System jest niesprawiedliwy, bo nie wiadomo, dlaczego samotnie mieszkający właściciel domku wolnostojącego ma zapłacić 3,5 razy więcej niż lokator mieszkania w bloku, chociaż wytworzy dokładnie tyle samo śmieci. Nawet warszawscy radni PO to dostrzegli, bo 8 maja zaapelowali do prezydent Hanny Gronkiewicz-Waltz o ponowne przeanalizowanie wyliczenia. Cena jest wzięta z sufitu, miasto stołeczne Warszawa nie ma jeszcze bowiem bladego pojęcia, jakie będą rzeczywiste koszty zbiórki i utylizacji odpadów. Będzie można je wyliczyć dopiero po rozstrzygnięciu przetargów na operatorów śmieciowych w stołecznych gminach.
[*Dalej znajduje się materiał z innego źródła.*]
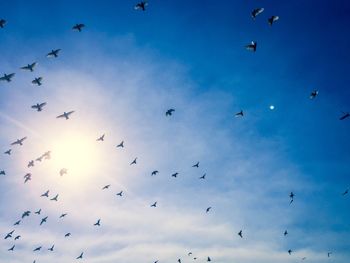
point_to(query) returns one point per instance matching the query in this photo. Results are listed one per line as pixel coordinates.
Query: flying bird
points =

Agnieszka Kłąb, rzeczniczka warszawskiego ratusza, informuje, że przetarg (a w rzeczywistości dziewięć przetargów, bo na tyle rejonów podzielono miasto) ogłoszono 30 kwietnia, a na jego rozstrzygnięcie wyznaczono 40 dni. Kryteria przetargowe ustalono na pozór rozsądnie, bo nie wyłącznie cena usługi będzie decydująca, jak w wielu innych gminach w Polsce. W przypadku Warszawy cena to 55 pkt na 100 możliwych. Do zdobycia jest jeszcze 10 pkt za wysokiej jakości tabor samochodowy i 35 pkt za posiadane przez firmy własne składowiska i instalacje do przerobu śmieci (w tym spalarnie i urządzenia do biochemicznej utylizacji). Na oko wszystko wygląda dobrze, ale diabeł siedzi w szczegółach. Takie warunki przetargu może spełnić tylko miejska spółka MPO, bo jedynie ona ma spalarnię śmieci. Jeżeli faktycznie to MPO zwycięży w przetargu, posypią się protesty innych firm, miasto będzie zobowiązane je rozpatrzyć i być może ogłosić nowy przetarg. A to oznacza, że 1 lipca system nie ruszy.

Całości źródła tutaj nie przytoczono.